1. The commitment is not vitiated because the Joint Magistrate did not commence afresh inquiry and take evidence de novo. The inquiry and the evidence at the trial are sufficient for the purposes of commitment. The proceedings held at the trial were not set aside by the Judge, whose order only set aside the conviction and sentence of the accused, and though those proceedings could not form the basis of a conviction by the Magistrate, there is- no reason why a commitment by the same Magistrate should not be based on them. In the analogous case when in the course of a trial the Magistrate finds that he must commit the accused to the Sessions Court, Section 221* of the Criminal Procedure Coda directs that he 'shall stop further proceedings under this Chapter (i.e., Chapter XVII, for trial of warrant cases) and shall commit the prisoner under the provisions hereinbefore contained,' that is, under the provisions contained in Chapter XV. This direction does not mean that the Magistrate is to commence the inquiry and take the evidence de novo, since his procedure under Chapter XVII in the matter of examination of the complainant and witnesses has been conducted under Sections 190 to 194* of Chapter XV (see Section 214), but only that the further procedure necessary for commitment shall be taken as directed in Chapter XV. Moreover, trial is not vitiated by mere irregularity in the proceedings up to trial. The Judge should proceed with the trail.
*How the Magistrate is to proceed, when, after commencement of trial, he finds the case beyond his jurisdiction.
[Section 221:--In any trial before a Magistrate in which it may appear at any stage of the proceedings that from any cause the case is one which the Magistrate is not competent to try, or one which, in the opinion of such Magistrate, ought to be tried by the Court of Session or High Court, the Magistrate shall stop further proceedings under this chapter, and shall, when he either cannot or ought not to make the accused person over to an officer empowered under section thirty-six, commit the prisoner under the provisions hereinbefore contained, If such Magistrate is not empowered to commit he shall proceed under section forty-five.]
*Examination of complain ant and witnesses for prosecution.
[Section 190:--When the accused person appears or is brought before the Magistrate, or, if his personal attendance is dispensed with, when the Magistrate thinks fit, the Magistrate shall take the evidence of the complainant and of such persons as are stated to have any knowledge of the facts which form the subject-matter of the accusation and the attendant circumstances.
Examination to be in presence of accused.
Section 191:--The complainant and the witnesses for the prosecution shall be examined in the presence of the accused person, or of his agent, when his personal attendance is dispensed with and he appears by agent.
Accused may cross-examine.
The accused person or his agent shall be permitted to examine and re-examine his own witnesses and to cross-examine the complainant and his witnesses.
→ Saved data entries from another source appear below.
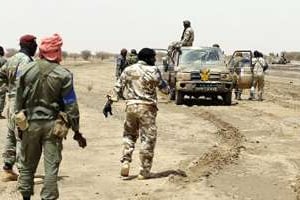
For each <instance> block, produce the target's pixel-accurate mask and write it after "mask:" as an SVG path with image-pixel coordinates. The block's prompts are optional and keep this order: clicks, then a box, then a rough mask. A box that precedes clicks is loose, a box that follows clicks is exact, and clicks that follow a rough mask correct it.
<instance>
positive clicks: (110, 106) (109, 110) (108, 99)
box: [103, 95, 113, 117]
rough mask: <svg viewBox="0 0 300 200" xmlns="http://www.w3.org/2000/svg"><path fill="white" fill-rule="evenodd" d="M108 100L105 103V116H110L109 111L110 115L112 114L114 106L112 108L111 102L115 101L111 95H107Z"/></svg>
mask: <svg viewBox="0 0 300 200" xmlns="http://www.w3.org/2000/svg"><path fill="white" fill-rule="evenodd" d="M106 97H107V101H106V103H105V104H104V108H103V114H104V116H105V117H108V113H109V114H110V115H112V108H111V104H112V103H113V101H112V100H111V96H109V95H107V96H106Z"/></svg>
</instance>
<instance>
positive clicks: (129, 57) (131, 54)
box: [128, 49, 138, 65]
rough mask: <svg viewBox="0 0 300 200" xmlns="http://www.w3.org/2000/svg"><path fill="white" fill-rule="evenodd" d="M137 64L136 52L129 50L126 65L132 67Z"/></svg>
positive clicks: (136, 54) (136, 52)
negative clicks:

Powers of Magistrate to summon and examine any person.
Section 192:--The Magistrate may, at any stage of the proceedings, summon and examine any person whose evidence he considers essential to the inquiry, and re-call and re-examine any person already examined.
Examination of accused.
Section 193:--The Magistrate may, from time to time, at any stage of the inquiry and without previously warning the accused person, examine him and put such questions to him as he considers necessary.
The accused person shall not render himself liable to punishment for refusal to answer such questions, or for giving false answers to them, but the Magistrate shall draw such inference as may to him seem just from such refusal.
Explanation:--The answer given by an accused person may be put in evidence against him, not only in the case under inquiry, but also in trials for any other offences which his replies may tend to show he has committed.
Adjournment of inquiry and remand.
Section 194:--If, from the absence of a witness or from any other reasonable cause, it becomes necessary or advisable to defer the examination, or further examination, of witnesses, the Magistrate may, by a written order, from time to time, adjourn the inquiry, and remand the accused person for such time as is deemed reasonable, not exceeding fifteen days:
Instead of detaining the accused person in custody, during the period for which he is so remanded, the Magistrate may release him, upon his entering into a recognizance, with or without a surety or sureties, at the discretion of such Magistrate, conditioned for his appearance before such Magistrate at the time and place appointed for the continuance of such examination.
Explanation:--After commencing the inquiry, if sufficient evidence has been obtained to raise a suspicion that the person accused may have committed an offence, and it appears likely that further evidence may be obtained by a remand, this is a reasonable ground for a remand.]